When I worked at the local pulp mill, the wood handling system to the chipper was limited to about 20" diameter max. We bought close to 1400 tons per day of 8 foot logs so some big ones would sneak in. For what we paid we were only getting the low grade wood that no one else wanted but on occasion nice logs would end up getting dropped off. If things were busy in the yard, they went right into the chipper if they would fit. The over 20" logs got set aside until they got quite a stack of them and were desperate for wood (usually during the annual mud season. A local contractor had a monstrous log splitter on a trailer they would bring in. Looked very similar to a home log splitter with a 12 foot ram. They would split the big stuff down to size. Most of the stuff they split was big old yellow birches and old maples full of knots and weird grain. Odds are someone slabbing for grain would find some neat grain. 

When I went to work there in 1987 the mill still had their own woods crew in addition to many jobbers, they had the last company woods camp in the Northeast.
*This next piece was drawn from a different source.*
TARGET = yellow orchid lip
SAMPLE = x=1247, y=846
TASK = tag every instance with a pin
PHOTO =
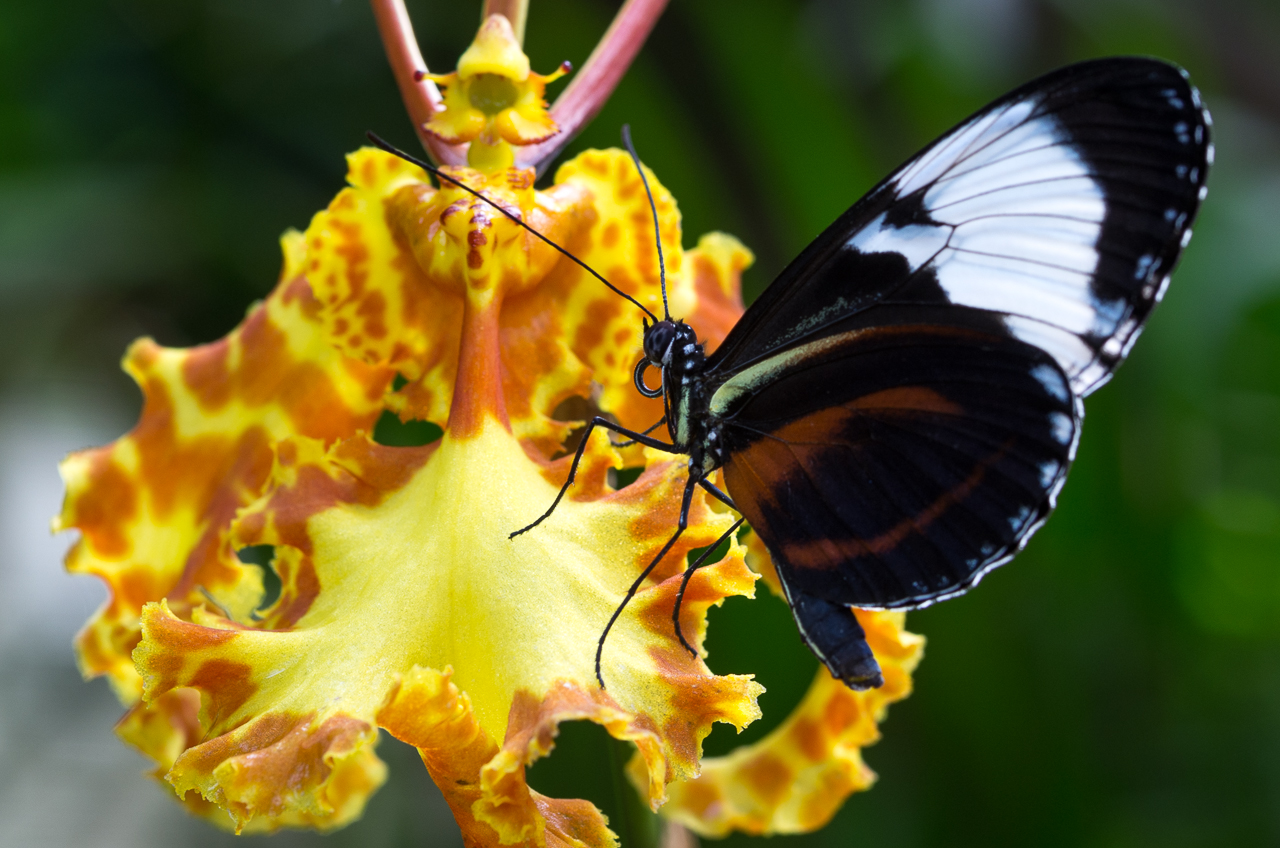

Once the roads got impassable the managers needed to find something for them to do so they sent them out in wood yard and they walked the rows of logs looking for good sawlogs. They usually got a nice haul including usually finding some figured maple logs. I heard a few times where they found curly maple logs that they sold for thousands when the mill paid $40 to $60 a ton. The new owners of the mill eventually laid of the crew and shut down the logging camp and they went to exclusively outside suppliers. The pulp mill is long gone and is a biomass power plant that buys prechipped wood so no log piles any more. 

customsawyer

You have different deals. Most times either the mill or the logger, depending on who bought the tract, will have other mills that they will haul the different sizes and different kinds of wood to. Used to be that the hardwood mills would sell the pine to pine mills. Now a lot of hardwood mills around here are cutting pine as well as hardwood. Two of the highest volume hardwood mills in the US. are both sawing a good bit of pine now. However they are sawmills so have no need for any pulp wood or chipping saw on the tracts. All the smaller dia. wood will be shipped to the mills that run that material. The same when there is oversized logs on a tract. There are mills that are set up to handle it and they get that wood. Other things that come into play is how far they have to haul the logs to the mills. It's rare for there to be many logs left on a tract if it was bought lump sum. If it is bought by the ton, like on a thinning job, you need to have the right logger or it can hurt you later.